国立能楽堂(東京都渋谷区) 600年続く伝統にふれる

国立能楽堂の外観

写真

 「何から始めればいいんでしょうね」

 観阿弥・世阿弥親子の名前ぐらいは知っていても、能楽の舞台を見て理解できる人は少ないのでは。そう思って国立能楽堂の調査資料係長高尾曜さんに尋ねると、「能は、はじめての方には難解かもしれません」との返事が返ってきた。ただ同時に、「能楽師の方が学生さん向けによく話されていますが、能面の種類や角度による表情の違い、能装束の模様や種類などに注目して、興味を持てるものから入っていくのも一つの方法です」とのことだ。

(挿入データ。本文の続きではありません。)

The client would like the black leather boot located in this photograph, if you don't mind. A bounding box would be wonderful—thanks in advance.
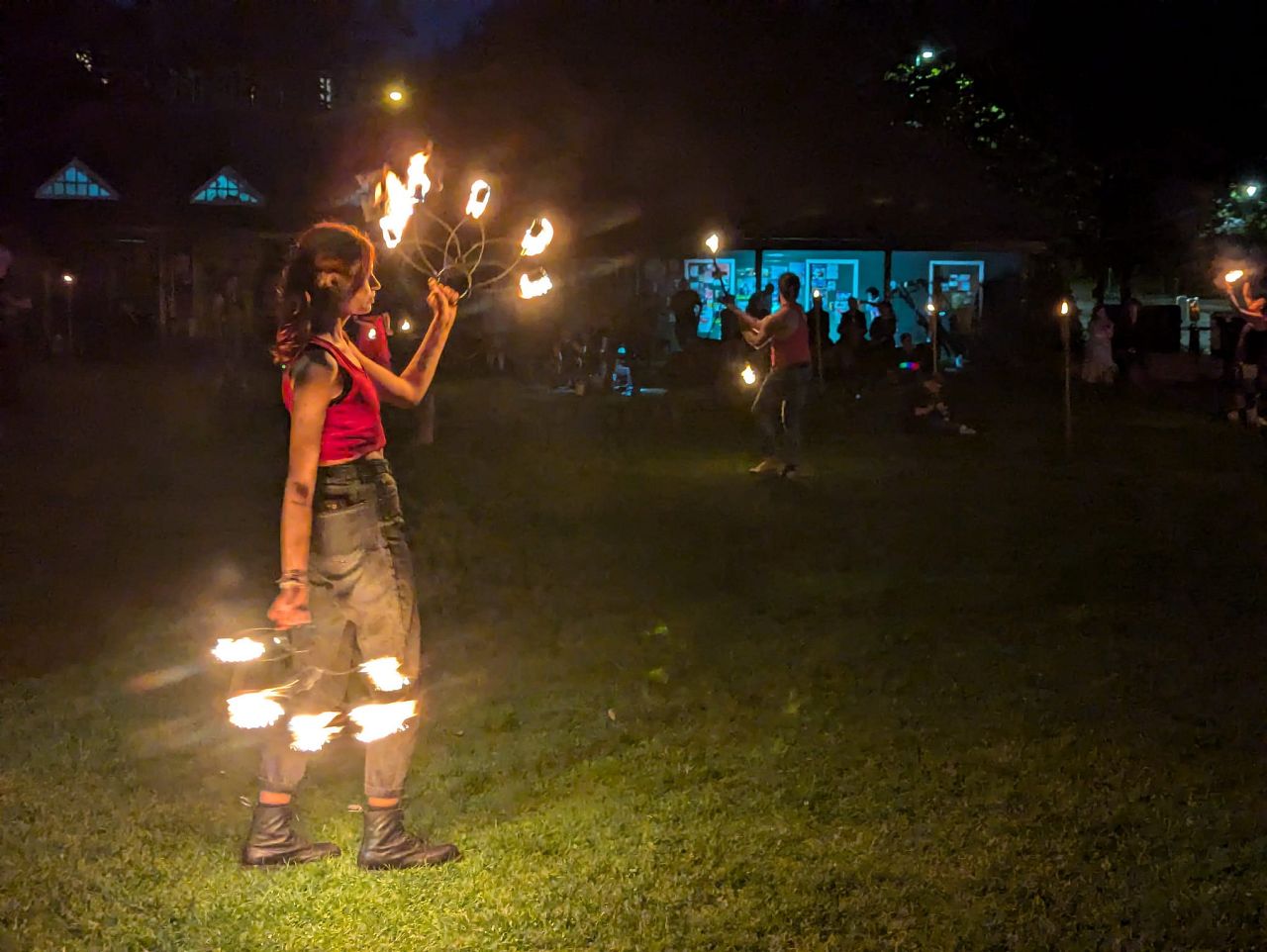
[356,807,461,870]
[242,804,340,866]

 7月7日まで資料展示室で開かれている「能楽入門」は、その意味では格好の企画だ。

 能で言えば、現在演じられているおよそ240曲の演目は、登場する役柄や曲の趣によって5つに分類される。それぞれに使われる面や装束、小道具、そして国立能楽堂で実際に行われた舞台写真が展示されている。無料配布の小冊子を片手に、能面や装束の違いなどに注意して見比べてみよう。入門展といえども、展示されている資料の中には、江戸時代に舞台で使われていたものもある。

 「能は、中世の言葉がそのまま使われ、社会の変革を乗り越えて、600年も受け継がれてきた最も古い芸能の一つです。その伝統の一端に触れてもらえれば」と高尾さん。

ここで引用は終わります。